- Directed by: Kurt Neumann
- Written by: Karl Kamb Carroll Young
- Based on: Characters created by Edgar Rice Burroughs
- Produced by: Sol Lesser
- Starring: Lex Barker Joyce MacKenzie Raymond Burr Monique van Vooren Tom Conway
- Cinematography: Karl Struss
- Edited by: Leon Barsha
- Music by: Paul Sawtell
- Production company: Sol Lesser Productions
- Distributed by: RKO Radio Pictures
- Release date: June 20, 1953 (US);
- Running time: 75 minutes
- Country: United States
- Language: English

= Tarzan and the She-Devil =

1953 film by Kurt Neumann

Tarzan and the She-Devil is a 1953 American film directed by Kurt Neumann and starring Lex Barker as Tarzan and Joyce MacKenzie as Jane.

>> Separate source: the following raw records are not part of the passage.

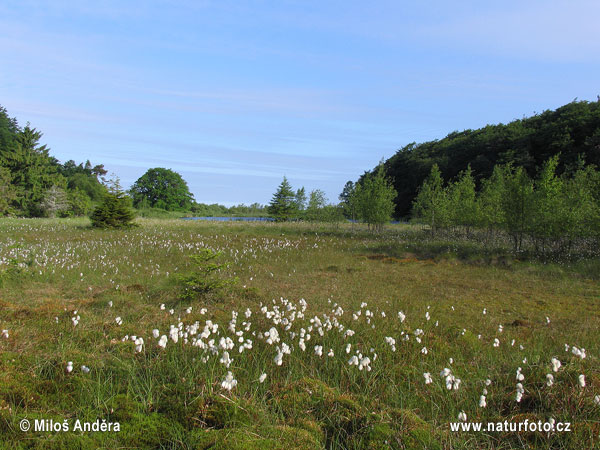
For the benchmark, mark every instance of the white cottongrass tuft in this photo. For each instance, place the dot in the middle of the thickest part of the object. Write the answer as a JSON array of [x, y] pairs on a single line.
[[162, 342], [428, 379], [229, 382], [482, 402], [139, 345], [520, 392]]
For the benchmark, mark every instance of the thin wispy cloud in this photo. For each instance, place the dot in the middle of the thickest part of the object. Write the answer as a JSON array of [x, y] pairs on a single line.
[[240, 93]]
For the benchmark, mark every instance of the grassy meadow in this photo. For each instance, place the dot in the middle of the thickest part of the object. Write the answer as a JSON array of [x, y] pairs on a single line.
[[327, 337]]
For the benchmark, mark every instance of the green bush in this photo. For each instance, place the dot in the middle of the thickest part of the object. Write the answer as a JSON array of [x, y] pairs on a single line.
[[205, 276]]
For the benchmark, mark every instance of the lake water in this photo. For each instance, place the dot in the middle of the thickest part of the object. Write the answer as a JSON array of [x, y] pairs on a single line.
[[232, 219]]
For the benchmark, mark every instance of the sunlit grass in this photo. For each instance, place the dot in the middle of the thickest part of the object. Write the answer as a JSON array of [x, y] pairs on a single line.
[[174, 397]]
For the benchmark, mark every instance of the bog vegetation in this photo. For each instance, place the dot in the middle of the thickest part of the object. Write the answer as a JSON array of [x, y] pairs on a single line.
[[547, 214], [309, 332], [330, 338]]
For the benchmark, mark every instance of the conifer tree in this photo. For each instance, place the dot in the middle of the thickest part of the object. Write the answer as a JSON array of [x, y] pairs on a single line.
[[283, 204], [115, 210]]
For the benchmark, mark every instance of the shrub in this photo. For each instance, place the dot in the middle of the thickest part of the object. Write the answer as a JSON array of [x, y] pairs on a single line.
[[114, 211], [205, 276]]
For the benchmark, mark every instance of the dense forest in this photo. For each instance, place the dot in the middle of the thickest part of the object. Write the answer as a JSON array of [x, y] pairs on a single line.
[[35, 184], [573, 131]]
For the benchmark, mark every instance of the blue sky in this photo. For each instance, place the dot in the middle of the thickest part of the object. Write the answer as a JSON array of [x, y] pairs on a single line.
[[235, 94]]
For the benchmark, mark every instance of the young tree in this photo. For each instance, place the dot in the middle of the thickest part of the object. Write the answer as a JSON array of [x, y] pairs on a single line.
[[517, 205], [8, 192], [55, 201], [162, 188], [431, 203], [462, 201], [300, 199], [79, 203], [547, 222], [283, 204], [115, 210], [490, 212], [316, 203], [375, 199], [348, 200]]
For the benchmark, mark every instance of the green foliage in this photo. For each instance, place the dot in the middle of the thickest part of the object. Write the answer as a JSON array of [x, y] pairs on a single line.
[[206, 275], [316, 203], [463, 207], [551, 213], [301, 199], [79, 203], [431, 203], [572, 130], [114, 211], [283, 205], [54, 201], [32, 181], [8, 192], [374, 199], [162, 188]]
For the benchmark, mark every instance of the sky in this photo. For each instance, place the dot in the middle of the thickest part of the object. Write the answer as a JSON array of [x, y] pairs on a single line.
[[234, 95]]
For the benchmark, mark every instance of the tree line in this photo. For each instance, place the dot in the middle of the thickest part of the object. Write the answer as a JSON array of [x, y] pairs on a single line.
[[572, 130], [370, 201], [547, 212], [35, 184]]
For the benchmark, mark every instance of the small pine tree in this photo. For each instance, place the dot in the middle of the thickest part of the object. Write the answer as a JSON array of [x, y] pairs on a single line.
[[283, 206], [115, 210], [55, 201]]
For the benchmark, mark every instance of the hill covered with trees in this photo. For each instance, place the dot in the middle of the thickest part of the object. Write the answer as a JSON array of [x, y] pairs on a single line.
[[573, 131]]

The seventeenth film of the Tarzan film series that began with 1932's Tarzan the Ape Man, it also features Raymond Burr, Tom Conway and Monique van Vooren, who plays the "She-Devil."

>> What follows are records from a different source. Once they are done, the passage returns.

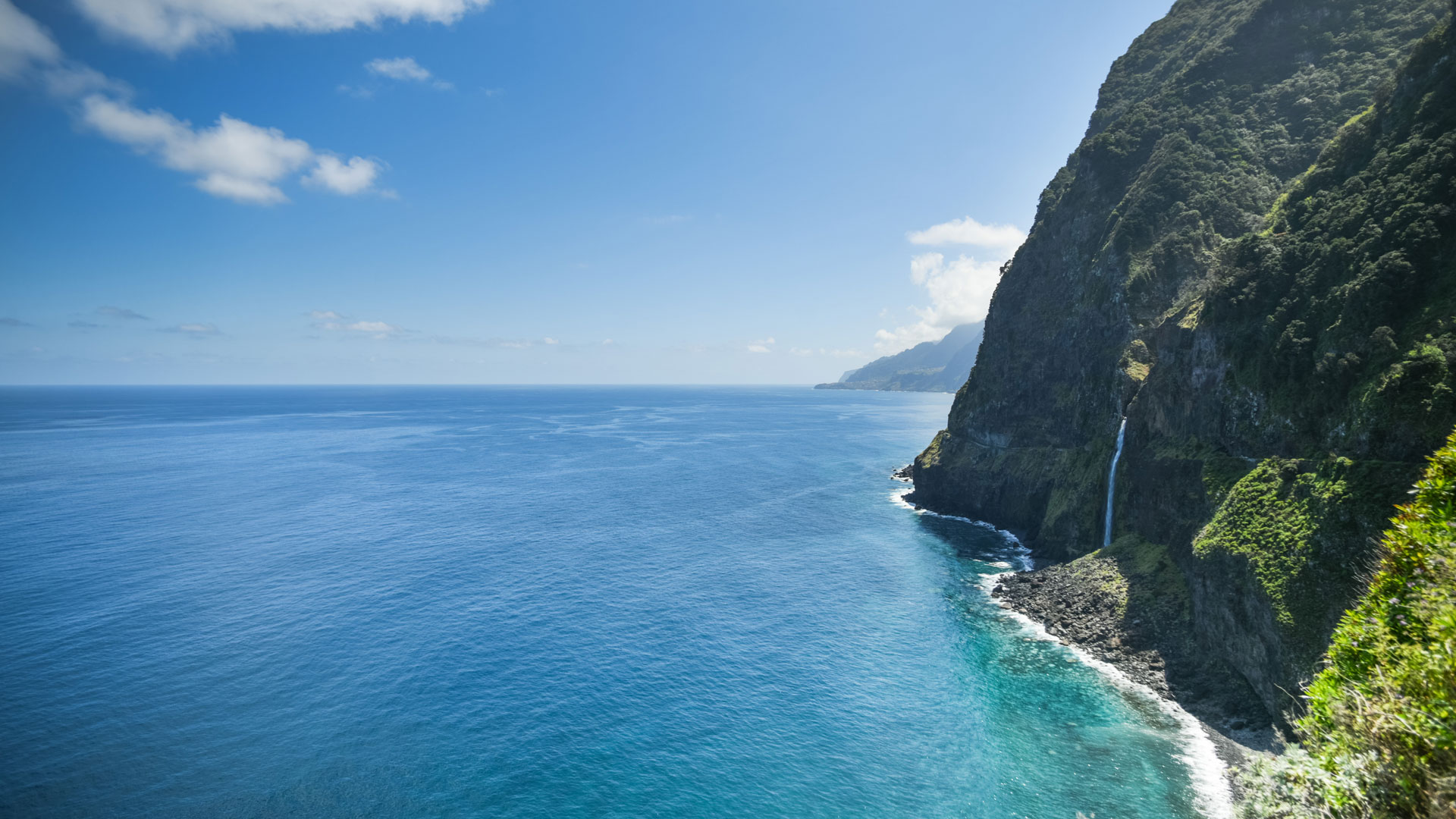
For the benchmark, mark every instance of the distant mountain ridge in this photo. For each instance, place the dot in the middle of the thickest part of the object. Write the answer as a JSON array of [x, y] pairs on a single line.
[[930, 366]]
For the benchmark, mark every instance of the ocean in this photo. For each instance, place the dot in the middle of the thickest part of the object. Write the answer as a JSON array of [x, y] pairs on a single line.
[[528, 602]]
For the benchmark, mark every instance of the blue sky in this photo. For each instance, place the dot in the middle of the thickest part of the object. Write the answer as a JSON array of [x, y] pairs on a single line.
[[526, 191]]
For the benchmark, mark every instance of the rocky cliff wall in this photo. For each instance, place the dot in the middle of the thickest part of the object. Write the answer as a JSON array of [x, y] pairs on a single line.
[[1247, 257]]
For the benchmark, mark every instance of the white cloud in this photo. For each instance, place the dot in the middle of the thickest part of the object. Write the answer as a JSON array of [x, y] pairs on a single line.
[[22, 42], [826, 352], [232, 159], [174, 25], [962, 289], [1003, 240], [398, 69], [347, 178], [196, 330], [337, 322], [960, 292], [121, 314], [373, 327]]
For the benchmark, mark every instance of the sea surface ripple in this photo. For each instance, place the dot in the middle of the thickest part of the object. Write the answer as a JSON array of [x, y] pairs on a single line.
[[525, 602]]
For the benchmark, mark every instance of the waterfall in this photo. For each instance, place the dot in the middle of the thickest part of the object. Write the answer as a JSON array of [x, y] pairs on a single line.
[[1111, 483]]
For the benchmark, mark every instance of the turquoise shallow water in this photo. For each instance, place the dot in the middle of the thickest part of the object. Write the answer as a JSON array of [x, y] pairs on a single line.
[[523, 602]]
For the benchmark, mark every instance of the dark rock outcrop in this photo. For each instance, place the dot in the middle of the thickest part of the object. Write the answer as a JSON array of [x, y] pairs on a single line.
[[1251, 259]]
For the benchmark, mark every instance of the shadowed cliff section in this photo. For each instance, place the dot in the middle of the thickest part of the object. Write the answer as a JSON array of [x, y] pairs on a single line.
[[1250, 257], [930, 366]]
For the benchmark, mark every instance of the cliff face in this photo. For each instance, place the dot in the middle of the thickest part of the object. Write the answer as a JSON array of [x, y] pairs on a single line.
[[1250, 257], [930, 366]]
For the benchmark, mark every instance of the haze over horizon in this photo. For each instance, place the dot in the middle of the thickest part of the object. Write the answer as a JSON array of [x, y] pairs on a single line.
[[455, 191]]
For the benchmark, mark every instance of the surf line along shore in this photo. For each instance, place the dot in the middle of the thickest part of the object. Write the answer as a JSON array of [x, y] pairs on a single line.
[[1212, 758]]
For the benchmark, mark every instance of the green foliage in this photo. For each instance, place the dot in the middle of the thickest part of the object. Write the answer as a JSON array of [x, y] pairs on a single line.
[[1302, 531], [1345, 312], [1381, 729]]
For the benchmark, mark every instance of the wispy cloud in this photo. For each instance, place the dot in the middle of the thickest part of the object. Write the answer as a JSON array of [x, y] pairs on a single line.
[[22, 42], [337, 322], [960, 289], [175, 25], [231, 159], [121, 314], [826, 352], [196, 330], [1001, 240]]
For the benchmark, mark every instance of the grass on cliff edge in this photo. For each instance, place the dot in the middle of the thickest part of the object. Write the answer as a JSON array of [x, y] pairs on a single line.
[[1379, 736]]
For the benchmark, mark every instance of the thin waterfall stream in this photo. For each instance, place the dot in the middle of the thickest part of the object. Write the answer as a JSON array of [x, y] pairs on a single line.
[[1111, 483]]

Tarzan is held captive during much of the film, and critics derided it as lacking action. This was Barker's fifth and final appearance as Edgar Rice Burroughs' ape-man. Barker, who had replaced Johnny Weissmuller in the role of Tarzan, would be succeeded by Gordon Scott with Tarzan's Hidden Jungle in 1955.

==Plot==
Beautiful but deadly Lyra the She-Devil and her ivory-hunting friends have discovered a large herd of bull elephants and plot to capture them, forcing an East African native tribe to serve as bearers. Their ivory poaching plans meet opposition when Tarzan gives his deafening jungle cry. The tusked creatures come running, stomping all over Lyra's plans.

==Cast==
- Lex Barker as Tarzan
- Joyce MacKenzie as Jane Porter
- Raymond Burr as Vargo
- Monique van Vooren as Lyra, the She-Devil
- Tom Conway as Fidel
- Michael Granger as Philippe Lavarre (as Michael Grainger)
- Henry Brandon as M'Tara, Lycopo Chief

==Production==
Hal Erickson writes in Allmovie that many scenes in the film "were lifted from the 1934 Frank Buck documentary Wild Cargo.

==Critical reception==
The Radio Times said "despite the exotic title and a great villain in Raymond Burr, this is a standard tale of ivory-seeking elephant hunters being stymied by the king of the jungle." The Pittsburgh Post-Gazette said "the plot has something to do with illegal elephant hunting" and that "Cheta, the performing chimp, steals what there is of the show."